The Bank of Japan kept monetary policy steady today and upgraded its economic forecast for next fiscal year, but it warned of escalating risks to the outlook as new coronavirus emergency measures threatened to derail a fragile recovery.
Policymakers, however, signalled they have delivered sufficient stimulus for now to cushion the blow from the Covid-19 pandemic.
"I don't think the risk of Japan sliding back into deflation is high. But potential growth may be falling so we need to look at the impact on prices carefully," Bank of Japan Governor Haruhiko Kuroda told a news conference.
As widely expected, the Bank of Japan maintained its targets under yield curve control (YCC) at -0.1% for short-term rates and around 0% for 10-year bond yields.
Deputy Governor Masayoshi Amamiya was absent from the meeting because he stayed home as a precaution after a relative took a PCR test for the coronavirus, the bank said.
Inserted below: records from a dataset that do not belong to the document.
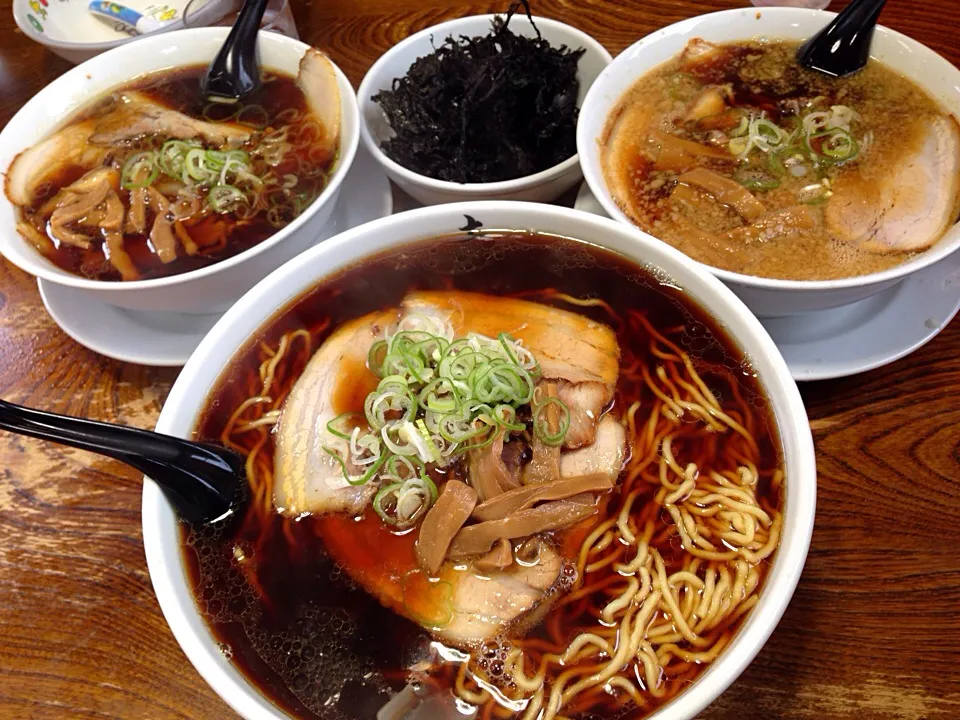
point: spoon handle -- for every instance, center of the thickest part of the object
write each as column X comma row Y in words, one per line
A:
column 202, row 481
column 845, row 42
column 238, row 57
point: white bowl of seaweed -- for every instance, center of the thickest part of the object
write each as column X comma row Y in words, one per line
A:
column 482, row 107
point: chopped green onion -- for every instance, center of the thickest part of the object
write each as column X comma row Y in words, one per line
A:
column 541, row 426
column 139, row 171
column 754, row 178
column 837, row 145
column 224, row 198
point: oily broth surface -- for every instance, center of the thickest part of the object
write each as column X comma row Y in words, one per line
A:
column 319, row 646
column 765, row 75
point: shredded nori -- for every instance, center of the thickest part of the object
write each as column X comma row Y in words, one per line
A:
column 485, row 109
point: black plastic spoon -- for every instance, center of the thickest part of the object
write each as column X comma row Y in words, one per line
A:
column 843, row 47
column 235, row 71
column 203, row 482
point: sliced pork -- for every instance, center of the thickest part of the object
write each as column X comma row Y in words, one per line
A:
column 604, row 457
column 911, row 202
column 134, row 115
column 307, row 478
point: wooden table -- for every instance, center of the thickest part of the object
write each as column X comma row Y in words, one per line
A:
column 872, row 632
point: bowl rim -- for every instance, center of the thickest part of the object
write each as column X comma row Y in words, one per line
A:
column 784, row 16
column 182, row 408
column 365, row 91
column 39, row 267
column 97, row 47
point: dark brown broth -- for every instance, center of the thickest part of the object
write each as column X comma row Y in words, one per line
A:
column 764, row 77
column 319, row 634
column 180, row 90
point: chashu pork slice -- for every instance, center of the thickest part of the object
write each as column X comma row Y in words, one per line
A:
column 307, row 479
column 910, row 198
column 605, row 457
column 460, row 605
column 568, row 346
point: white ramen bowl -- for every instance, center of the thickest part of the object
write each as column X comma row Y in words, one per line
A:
column 209, row 289
column 215, row 354
column 765, row 296
column 71, row 31
column 544, row 186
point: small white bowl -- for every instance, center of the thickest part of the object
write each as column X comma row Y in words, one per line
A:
column 71, row 31
column 209, row 289
column 182, row 410
column 543, row 186
column 765, row 296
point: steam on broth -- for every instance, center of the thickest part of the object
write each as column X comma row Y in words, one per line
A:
column 570, row 505
column 748, row 162
column 155, row 180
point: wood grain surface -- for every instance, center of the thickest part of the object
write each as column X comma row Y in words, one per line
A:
column 872, row 632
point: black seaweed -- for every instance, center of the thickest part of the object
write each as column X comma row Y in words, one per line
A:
column 485, row 109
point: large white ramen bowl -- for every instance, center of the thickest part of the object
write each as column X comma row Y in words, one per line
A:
column 209, row 289
column 765, row 296
column 544, row 186
column 214, row 357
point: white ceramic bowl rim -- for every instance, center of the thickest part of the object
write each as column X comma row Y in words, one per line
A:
column 74, row 76
column 449, row 28
column 214, row 354
column 785, row 17
column 44, row 39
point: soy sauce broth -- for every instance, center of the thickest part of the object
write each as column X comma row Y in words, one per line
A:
column 312, row 641
column 218, row 236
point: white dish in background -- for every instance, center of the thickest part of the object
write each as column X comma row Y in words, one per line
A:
column 167, row 339
column 864, row 335
column 543, row 186
column 71, row 31
column 767, row 297
column 208, row 289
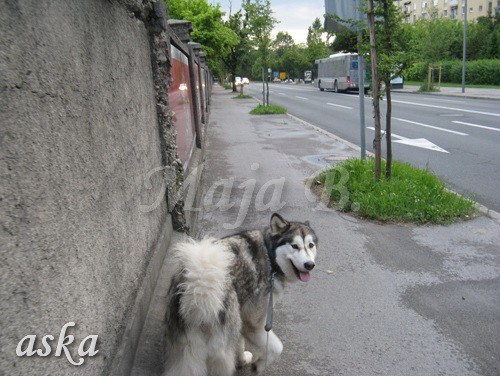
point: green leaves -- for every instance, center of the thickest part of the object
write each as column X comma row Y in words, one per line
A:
column 208, row 27
column 411, row 195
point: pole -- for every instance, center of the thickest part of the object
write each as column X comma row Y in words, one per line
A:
column 361, row 84
column 464, row 58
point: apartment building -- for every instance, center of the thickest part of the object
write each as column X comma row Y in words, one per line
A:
column 454, row 9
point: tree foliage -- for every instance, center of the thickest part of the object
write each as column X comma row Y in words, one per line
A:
column 209, row 29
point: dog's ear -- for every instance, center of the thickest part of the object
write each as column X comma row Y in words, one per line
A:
column 278, row 224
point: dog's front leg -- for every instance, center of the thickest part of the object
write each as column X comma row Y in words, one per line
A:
column 271, row 349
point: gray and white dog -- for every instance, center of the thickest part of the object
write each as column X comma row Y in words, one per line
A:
column 219, row 296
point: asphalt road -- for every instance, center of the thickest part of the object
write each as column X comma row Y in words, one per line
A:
column 457, row 138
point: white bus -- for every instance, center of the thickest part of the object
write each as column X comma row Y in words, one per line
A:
column 339, row 73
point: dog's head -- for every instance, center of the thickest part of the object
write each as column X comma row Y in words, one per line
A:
column 295, row 248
In new projections, the Bank of Japan upgraded next fiscal year's growth forecast to a 3.9% expansion from a 3.6% gain seen three months ago based on hopes the government's huge spending package will soften the blow from the pandemic.
It also upgraded its assessment on capital expenditure to say it was bottoming out, and projected exports to increase broadly thanks to robust overseas demand.
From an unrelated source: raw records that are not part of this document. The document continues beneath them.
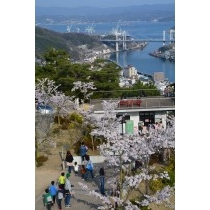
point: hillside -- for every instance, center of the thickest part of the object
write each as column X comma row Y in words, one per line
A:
column 76, row 44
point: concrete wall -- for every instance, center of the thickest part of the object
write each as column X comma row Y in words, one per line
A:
column 94, row 159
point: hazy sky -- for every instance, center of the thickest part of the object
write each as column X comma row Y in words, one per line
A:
column 97, row 3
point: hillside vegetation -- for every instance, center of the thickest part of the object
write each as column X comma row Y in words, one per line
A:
column 76, row 44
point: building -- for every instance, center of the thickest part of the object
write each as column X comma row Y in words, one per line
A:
column 149, row 111
column 158, row 76
column 129, row 71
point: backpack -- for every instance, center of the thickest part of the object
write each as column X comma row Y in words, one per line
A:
column 89, row 166
column 49, row 198
column 66, row 186
column 60, row 195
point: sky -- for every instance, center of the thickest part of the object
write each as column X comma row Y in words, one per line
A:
column 97, row 3
column 192, row 94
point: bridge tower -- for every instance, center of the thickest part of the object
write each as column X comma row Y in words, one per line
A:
column 164, row 37
column 124, row 40
column 117, row 44
column 172, row 33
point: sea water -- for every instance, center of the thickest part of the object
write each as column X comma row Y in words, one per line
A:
column 140, row 59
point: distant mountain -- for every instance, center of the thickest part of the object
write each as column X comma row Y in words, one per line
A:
column 76, row 44
column 143, row 12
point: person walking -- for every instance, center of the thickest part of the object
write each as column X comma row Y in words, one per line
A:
column 76, row 168
column 69, row 160
column 102, row 180
column 83, row 171
column 61, row 180
column 53, row 190
column 83, row 151
column 67, row 191
column 47, row 199
column 59, row 196
column 89, row 168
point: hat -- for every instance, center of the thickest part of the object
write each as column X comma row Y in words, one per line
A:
column 68, row 175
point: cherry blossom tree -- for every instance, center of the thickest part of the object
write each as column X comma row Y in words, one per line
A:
column 120, row 150
column 46, row 93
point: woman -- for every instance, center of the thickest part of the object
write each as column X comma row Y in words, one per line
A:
column 69, row 161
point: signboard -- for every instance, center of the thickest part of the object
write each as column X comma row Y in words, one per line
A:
column 129, row 127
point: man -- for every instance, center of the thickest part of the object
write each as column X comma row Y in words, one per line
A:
column 102, row 180
column 67, row 191
column 47, row 199
column 83, row 151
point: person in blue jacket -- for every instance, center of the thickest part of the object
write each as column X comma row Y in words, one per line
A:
column 53, row 190
column 83, row 151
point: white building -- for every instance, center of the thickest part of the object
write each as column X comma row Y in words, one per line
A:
column 129, row 71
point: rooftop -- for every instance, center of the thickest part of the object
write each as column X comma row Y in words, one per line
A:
column 138, row 104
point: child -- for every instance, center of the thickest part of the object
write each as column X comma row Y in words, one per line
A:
column 61, row 180
column 83, row 171
column 59, row 196
column 47, row 199
column 53, row 190
column 76, row 168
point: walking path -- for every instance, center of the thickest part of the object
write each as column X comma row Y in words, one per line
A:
column 81, row 200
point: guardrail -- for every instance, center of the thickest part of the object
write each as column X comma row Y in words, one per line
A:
column 135, row 103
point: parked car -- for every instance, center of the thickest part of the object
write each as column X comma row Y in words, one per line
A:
column 44, row 109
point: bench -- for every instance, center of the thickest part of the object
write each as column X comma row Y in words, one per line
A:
column 130, row 103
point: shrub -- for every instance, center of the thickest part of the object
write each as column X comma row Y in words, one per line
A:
column 40, row 160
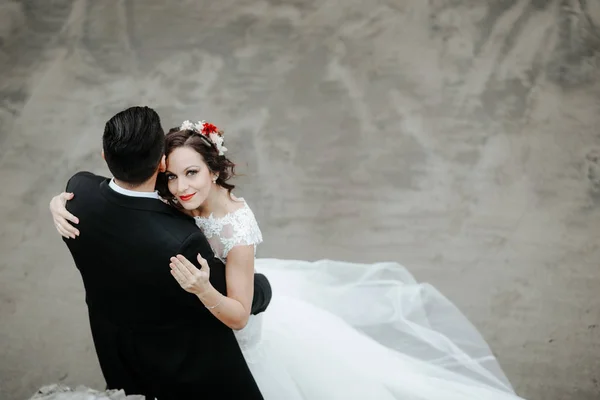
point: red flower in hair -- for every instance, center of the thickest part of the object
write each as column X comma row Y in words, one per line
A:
column 208, row 128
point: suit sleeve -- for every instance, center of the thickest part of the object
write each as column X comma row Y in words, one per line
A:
column 197, row 243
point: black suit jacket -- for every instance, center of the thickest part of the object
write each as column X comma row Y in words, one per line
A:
column 151, row 336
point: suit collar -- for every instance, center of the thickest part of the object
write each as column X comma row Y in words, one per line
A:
column 138, row 203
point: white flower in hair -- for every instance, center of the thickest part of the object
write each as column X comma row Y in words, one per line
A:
column 187, row 125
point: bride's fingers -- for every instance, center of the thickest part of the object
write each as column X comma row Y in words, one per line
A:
column 183, row 270
column 63, row 226
column 61, row 229
column 177, row 275
column 191, row 268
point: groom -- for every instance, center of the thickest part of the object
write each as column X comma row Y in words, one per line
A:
column 151, row 337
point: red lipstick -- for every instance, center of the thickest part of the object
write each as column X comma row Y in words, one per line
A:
column 187, row 197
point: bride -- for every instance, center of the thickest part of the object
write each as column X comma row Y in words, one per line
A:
column 333, row 330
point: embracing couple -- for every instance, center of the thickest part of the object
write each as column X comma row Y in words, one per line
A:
column 179, row 310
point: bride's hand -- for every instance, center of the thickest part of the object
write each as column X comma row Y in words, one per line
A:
column 190, row 278
column 61, row 216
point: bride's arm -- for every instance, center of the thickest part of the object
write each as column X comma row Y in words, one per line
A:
column 234, row 309
column 62, row 217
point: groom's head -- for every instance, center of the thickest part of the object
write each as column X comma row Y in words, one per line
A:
column 133, row 145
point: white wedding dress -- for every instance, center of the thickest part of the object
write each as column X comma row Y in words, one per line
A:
column 339, row 330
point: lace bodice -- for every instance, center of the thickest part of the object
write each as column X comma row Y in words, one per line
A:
column 238, row 228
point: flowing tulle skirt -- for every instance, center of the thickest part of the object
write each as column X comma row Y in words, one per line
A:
column 338, row 330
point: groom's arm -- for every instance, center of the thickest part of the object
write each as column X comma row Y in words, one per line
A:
column 197, row 243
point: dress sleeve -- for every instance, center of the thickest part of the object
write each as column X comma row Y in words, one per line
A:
column 241, row 229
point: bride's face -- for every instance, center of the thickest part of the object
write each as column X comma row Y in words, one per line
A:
column 189, row 178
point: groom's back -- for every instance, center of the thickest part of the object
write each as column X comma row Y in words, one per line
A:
column 123, row 254
column 151, row 336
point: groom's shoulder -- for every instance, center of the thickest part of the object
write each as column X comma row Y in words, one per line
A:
column 83, row 178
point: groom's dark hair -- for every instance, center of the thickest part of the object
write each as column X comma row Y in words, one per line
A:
column 133, row 144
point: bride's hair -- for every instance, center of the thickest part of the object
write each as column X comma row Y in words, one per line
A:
column 218, row 164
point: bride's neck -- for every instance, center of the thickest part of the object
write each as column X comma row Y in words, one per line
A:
column 216, row 203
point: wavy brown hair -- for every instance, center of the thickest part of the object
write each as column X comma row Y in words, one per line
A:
column 220, row 165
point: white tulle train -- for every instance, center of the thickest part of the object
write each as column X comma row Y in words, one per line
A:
column 338, row 330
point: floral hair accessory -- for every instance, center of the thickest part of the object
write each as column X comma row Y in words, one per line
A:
column 208, row 130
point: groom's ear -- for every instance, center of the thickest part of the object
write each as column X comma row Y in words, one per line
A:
column 162, row 167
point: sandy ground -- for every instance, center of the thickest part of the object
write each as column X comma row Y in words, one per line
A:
column 457, row 138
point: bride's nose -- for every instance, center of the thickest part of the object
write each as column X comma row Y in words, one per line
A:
column 182, row 185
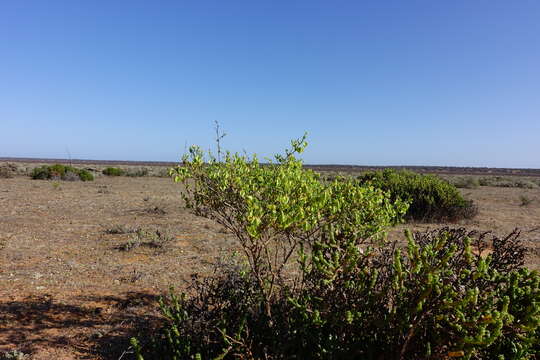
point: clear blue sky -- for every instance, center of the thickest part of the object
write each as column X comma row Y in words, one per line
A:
column 373, row 82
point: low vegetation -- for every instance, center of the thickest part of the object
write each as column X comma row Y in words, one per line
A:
column 319, row 280
column 473, row 182
column 7, row 170
column 430, row 198
column 61, row 172
column 110, row 171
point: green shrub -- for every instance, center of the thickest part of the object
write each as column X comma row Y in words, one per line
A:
column 110, row 171
column 137, row 172
column 61, row 172
column 430, row 198
column 467, row 182
column 7, row 171
column 438, row 298
column 318, row 281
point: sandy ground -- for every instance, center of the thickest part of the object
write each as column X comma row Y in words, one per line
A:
column 69, row 290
But it offered a bleaker view on consumption, warning that services spending will remain under "strong downward pressure" and could add deflationary impulse to the economy.
"Japan's economy is picking up as a trend," the bank said in the report, offering a slightly more nuanced view than last month when it said growth was "picking up."
Many analysts had expected the Bank of Japan to hold fire ahead of the bank's review of its policy tools scheduled in March, which aims to make them more sustainable as Japan braces for a prolonged battle with Covid-19.
Sources have told Reuters the bank will discuss ways to scale back its massive purchases of exchange-traded funds (ETF) and loosen its grip on YCC to breathe life back into markets numbed by years of heavy-handed intervention.